La descrizione dell’escursione
L’avventura inizia da Introbio, un affascinante paese situato nella parte bassa della Valsassina, punto di partenza ideale per salire al Rifugio Buzzoni. L’inizio del percorso coincide con quello che porta alla Val Biandino, lungo una strada asfaltata che prosegue fino alla stanga, una barriera che segna la fine del tratto carrabile.
Proseguendo, la strada diventa asfaltata prima e poi cementata, iniziando a salire con una pendenza costante ma moderata. Dopo circa mezz’ora, si raggiunge un bivio: a sinistra si prosegue verso i rifugi Val Biandino e Tavecchia, ma il nostro obiettivo è a destra, dove il segnavia del CAI Introbio indica il Rifugio Buzzoni, distante ancora circa due ore di cammino.
Superato un piccolo nucleo di case, il sentiero inizia a farsi più stretto e ripido, e l’ingresso nel bosco segna l’inizio della parte più impegnativa della salita. Il percorso si snoda tra gli alberi, seguendo la valle del torrente Acquaduro. Dopo circa un quarto d’ora, si raggiunge una strada sterrata, a pochi passi dal suggestivo “Salto del Diavolo”, un punto panoramico dove il sentiero si fa più agevole.
Si prosegue fino a La Serra, un piccolo altopiano dove il torrente è attraversato grazie a un ponticello in legno. Qui la bellezza del bosco aumenta, e dopo qualche minuto, il percorso ci conduce nuovamente verso il fiume, dove un altro guado ci permette di proseguire verso la pineta Mezzacca.

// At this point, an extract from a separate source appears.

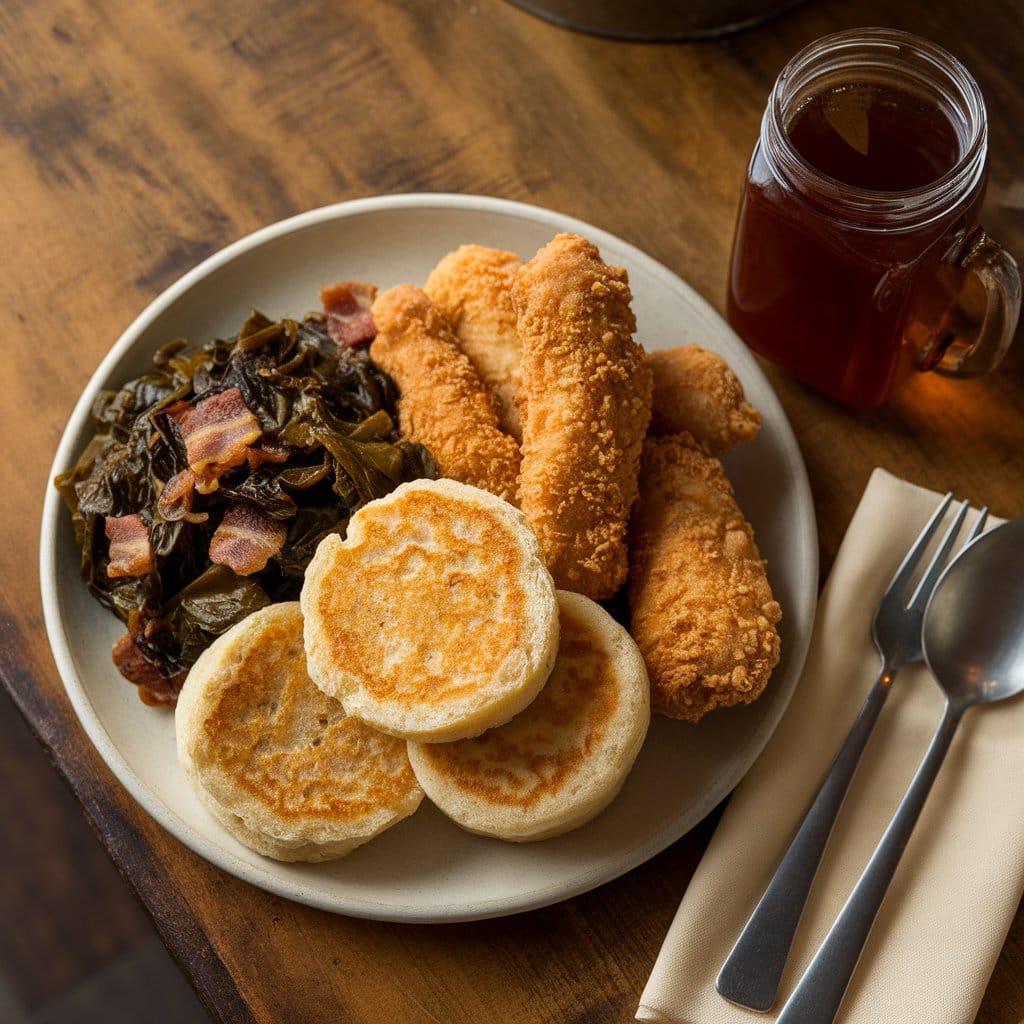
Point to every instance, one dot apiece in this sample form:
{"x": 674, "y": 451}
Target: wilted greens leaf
{"x": 329, "y": 445}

Giunti alla fine della pineta, il sentiero si fa più ripido e faticoso, ma la fatica è ripagata dalla vista che si apre sui monti circostanti. La meta è ormai vicina: il Rifugio Buzzoni è visibile in lontananza, nascosto tra gli alberi. Pochi minuti di cammino e si arriva alla struttura, dove si può finalmente godere del meritato riposo e della splendida vista sulle Grigne e le altre vette lecchesi.
Il Rifugio Buzzoni
Il Rifugio Buzzoni, di recente costruzione e ben curato, è una meta ideale per gli amanti della montagna che desiderano rifugiarsi in un ambiente accogliente dopo una giornata di trekking. In inverno è aperto nei weekend, mentre durante l’estate la struttura è fruibile tutti i giorni, offrendo un punto di ristoro perfetto per chi percorre i sentieri della zona. Per rimanere sempre aggiornati sulle aperture e le condizioni dei sentieri, il rifugio tiene attivi i propri canali social, dove è possibile trovare informazioni utili.

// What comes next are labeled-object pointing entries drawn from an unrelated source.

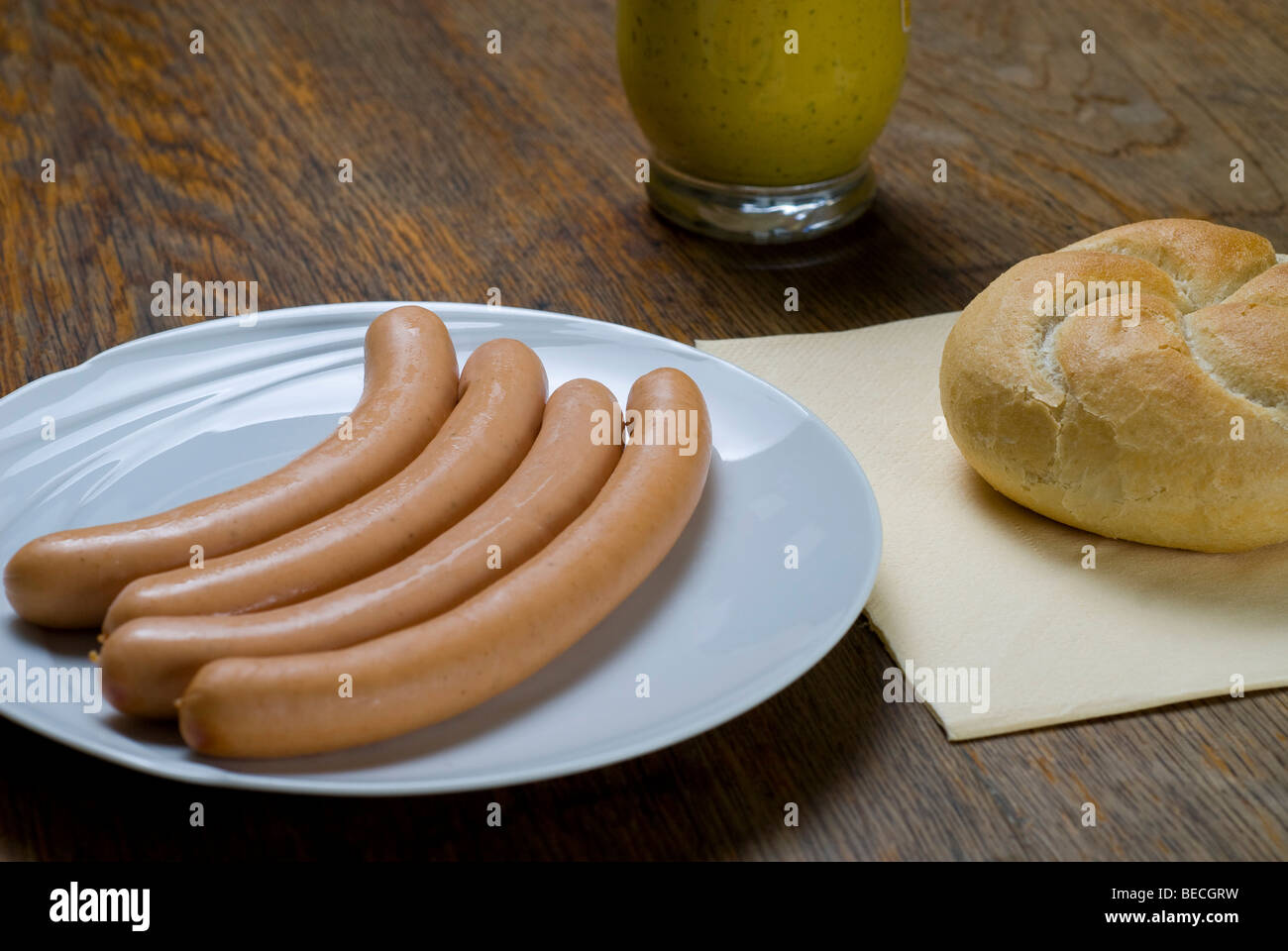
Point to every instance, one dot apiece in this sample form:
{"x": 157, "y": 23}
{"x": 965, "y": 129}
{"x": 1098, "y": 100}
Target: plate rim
{"x": 725, "y": 710}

Alternative per la discesa
Per il ritorno, esistono due opzioni principali. La più semplice è quella di percorrere lo stesso sentiero dell’andata, godendo del paesaggio in senso inverso. Se si cerca un’alternativa più lunga e panoramica, si può salire fino al Passo Gandazzo (1.651 m slm), proseguire verso il Passo del Toro e il Rifugio Grassi (opzione impegnativa) oppure dirigersi verso i Piani di Bobbio, una camminata più breve e in gran parte pianeggiante.

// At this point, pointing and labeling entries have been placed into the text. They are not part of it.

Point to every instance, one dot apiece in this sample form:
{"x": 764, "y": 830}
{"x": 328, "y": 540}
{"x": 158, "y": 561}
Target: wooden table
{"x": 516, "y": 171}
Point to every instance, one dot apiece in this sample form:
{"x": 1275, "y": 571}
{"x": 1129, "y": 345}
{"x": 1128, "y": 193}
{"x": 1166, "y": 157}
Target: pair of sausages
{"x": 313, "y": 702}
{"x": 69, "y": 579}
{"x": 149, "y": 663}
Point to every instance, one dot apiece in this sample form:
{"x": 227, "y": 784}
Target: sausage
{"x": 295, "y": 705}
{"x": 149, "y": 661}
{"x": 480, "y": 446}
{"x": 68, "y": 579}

In ogni caso, la discesa offre un’opportunità unica di ammirare la Valsassina e le montagne che la circondano, rendendo l’escursione al Rifugio Buzzoni un’esperienza completa e soddisfacente.
Considerazioni finali
Il Rifugio Buzzoni è una meta ideale per chi cerca una camminata impegnativa ma non eccessivamente tecnica, capace di regalare emozioni forti grazie ai panorami che si incontrano lungo il percorso. Sebbene il dislivello e la lunghezza del sentiero possano risultare faticosi, la ricompensa in termini di bellezza naturale e soddisfazione personale è senza pari. Un’escursione che, se affrontata con il giusto spirito, regala una vera e propria immersione nella natura delle Prealpi lecchesi.